On fait toute une histoire de ces Français qui s'expatrient. Les gens de droite affirment depuis des années que c'est un exode dû à une fiscalité trop lourde. Une émigration que Philippe Seguin comparait avec celle des huguenots sous Louis XIV, et celle des aristocrates à l'époque de la Révolution. Sarkozy a repris le flambeau de cette idée facile et paresseuse. « Avec moi, ils reviendront créer de la richesse chez nous. »
Or, c'est une tradition très ancrée, « chez nous », que de nous expatrier. Il n'y a rien de nouveau. Quelques chiffres si vous le voulez bien : en 1861, 318 000 Français émigraient rien qu'en Amérique du sud.
En 1901, un demi million de Français allait tenter la fortune aux quatre coins du monde. Un peu plus encore en 1911, et toujours le même chiffre en 1931. (Source : Service National des Statistiques, Etudes démographiques n°4)
De tous ces voyageurs, seuls 20% étaient paysans et pouvaient être poussés par la pauvreté. Mais le reste était des individus « entreprenants », de profession libérale, qui suivaient leur propre intérêt, leurs pulsions ou leurs rêves.
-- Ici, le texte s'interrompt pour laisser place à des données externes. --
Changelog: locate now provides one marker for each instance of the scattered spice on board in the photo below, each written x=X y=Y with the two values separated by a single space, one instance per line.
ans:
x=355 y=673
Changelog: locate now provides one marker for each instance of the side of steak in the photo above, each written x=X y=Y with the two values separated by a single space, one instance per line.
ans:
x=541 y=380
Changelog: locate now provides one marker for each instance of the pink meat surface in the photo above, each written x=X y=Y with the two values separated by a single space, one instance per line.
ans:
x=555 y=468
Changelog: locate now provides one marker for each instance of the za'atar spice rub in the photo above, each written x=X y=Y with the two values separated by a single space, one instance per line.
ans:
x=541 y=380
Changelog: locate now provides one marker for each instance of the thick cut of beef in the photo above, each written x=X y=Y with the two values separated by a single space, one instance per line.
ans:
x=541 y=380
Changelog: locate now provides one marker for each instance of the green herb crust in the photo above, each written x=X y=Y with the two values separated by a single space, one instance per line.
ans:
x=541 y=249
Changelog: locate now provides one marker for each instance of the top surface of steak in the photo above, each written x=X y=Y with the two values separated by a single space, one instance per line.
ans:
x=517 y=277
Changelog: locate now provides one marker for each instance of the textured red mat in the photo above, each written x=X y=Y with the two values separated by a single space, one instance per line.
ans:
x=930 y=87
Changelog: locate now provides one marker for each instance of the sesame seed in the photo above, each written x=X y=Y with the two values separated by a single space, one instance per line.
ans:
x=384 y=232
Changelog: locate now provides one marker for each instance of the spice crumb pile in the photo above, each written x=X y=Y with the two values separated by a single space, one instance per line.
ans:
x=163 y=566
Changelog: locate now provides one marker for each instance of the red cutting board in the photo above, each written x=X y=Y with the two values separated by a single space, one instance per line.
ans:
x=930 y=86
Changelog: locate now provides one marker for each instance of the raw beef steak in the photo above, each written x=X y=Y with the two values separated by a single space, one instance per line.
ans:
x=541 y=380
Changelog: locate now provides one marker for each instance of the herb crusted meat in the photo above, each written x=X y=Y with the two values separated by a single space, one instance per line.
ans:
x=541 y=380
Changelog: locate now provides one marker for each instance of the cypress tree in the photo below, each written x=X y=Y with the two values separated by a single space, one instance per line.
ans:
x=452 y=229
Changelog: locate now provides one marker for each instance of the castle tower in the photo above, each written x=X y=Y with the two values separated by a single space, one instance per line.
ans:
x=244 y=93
Cela en fait, des millions et des millions de compatriotes qui se sont baladés sur le globe.
Il semble que si nous avons peu conscience de cette réalité, c'est parce que nous avons cherché à nous donner l'image d'une population tellement heureuse de vivre dans le plus beau pays du monde qu'elle n'avait nul besoin et nul désir d'aller voir ailleurs.
Il est temps que nous construisions une autre image de nous-même, et que nous cessions par la même occasion de mentir sur les motifs de nos départs.